Reisch: „Wir arbeiten ehrenamtlich“
Seenotrettung Der Kapitän ist wieder in Landsberg. Er ist empört über die Unterstellungen
Landsberg Claus Peter Reisch ist wieder daheim. Zwei Wochen hat der Landsberger Zeit, bevor er sich am 30. Juli wieder auf der Insel Malta als Kapitän des Seenotrettungsschiffs Lifeline vor Gericht verantworten »Bayern muss. Seite 12
Mit dem Prozess wurde Reisch gewissermaßen zum Gesicht der zivilen Seenotrettung, die derzeit im Fokus kontroverser Diskussionen steht. Die einen kritisieren scharf, dass keine zivilen Schiffe mehr auslaufen dürfen, um Flüchtlinge zu retten und damit wissentlich in Kauf genommen werde, dass noch mehr Menschen ertrinken. Die Gegner ziviler Seenotretter sind dagegen der Überzeugung, dass durch deren Engagement das Schleusertum gefördert und Flüchtlinge dazu bewogen werden, auf unsicheren Booten den Weg übers Mittelmeer zu wagen. Damit seien die Seenotretter mit daran schuld, wenn Menschen dort zu Tode kämen, so eine Argumentation. In den sozialen Medien wird auch kolportiert, dass Seenotretter mit Schleusern zusammenarbeiten und sogar Geld damit verdienten.
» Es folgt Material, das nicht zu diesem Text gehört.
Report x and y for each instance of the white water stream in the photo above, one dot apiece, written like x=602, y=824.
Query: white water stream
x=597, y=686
Eine Unterstellung, die Reisch empört. „Wir finanzieren uns ausschließlich aus Spenden, wir verdienen daran nichts, wir arbeiten ehrenamtlich, unentgeltlich und zahlen sogar unseren Flug nach Malta.“Die Mission Lifeline sei ein gemeinnütziger Verein ebenso wie die Hilfsorganisationen Sea-Eye und Sea-Watch. Reisch verweist darauf, dass sich diese Nichtregierungsorganisationen (NGO) erst gebildet hätten, als im Herbst 2014 die Operation Mare Nostrum der italienischen Marine und Küstenwache zur Seenotrettung endete. Seither agiert die EU-Grenzagentur Frontex, die laut Wikipedia-Eintrag mit weniger Mitteln und einem anderen Ziel ausgestattet ist, nämlich der Sicherung der EU-Außengrenzen vor illegaler Einwanderung. Außerdem erläutert er im Zusammenhang mit den 234 Flüchtlingen, dass die Rettungsaktion an das zuständige Maritime Rescue Coordination Centre, also die nationale Leitstelle in Rom, gemeldet worden sei. Reisch würde zwar gerne die Rettung staatlichen Stellen überlassen, wenn sie die Aufgabe dann auch übernähmen. Er verweist aber darauf, dass auch die Seenotrettung an Nord- und Ostsee von einer zivilen Organisation, der Deutschen Gesellschaft zur Rettung Schiffbrüchiger, geleistet werde. Wie begegnen ihm Bekannte oder die Menschen im Supermarkt vor dem Hintergrund dieser Diskussionen? Im Freundeskreis unterstützten alle bis auf einen sein Engagement, so Reisch. „Viele Freunde sind bei der Feuerwehr oder engagieren sich anderweitig ehrenamtlich. Die haben einen anderen Blick darauf.“Alltagserlebnisse hat er seit seiner Rückkehr noch keine gehabt, aber es sei in seinem Supermarkt bekannt, dass er als Seenotretter unterwegs sei. Es sei ja bereits seine sechste Mission, wie die etwas mehr als zwei Wochen dauernden Rettungstouren genannt werden. „Ich bekomme Zuspruch nach dem Motto, ’ich kannt’ des net, aber ich find’s guat, was Sie da machen’“.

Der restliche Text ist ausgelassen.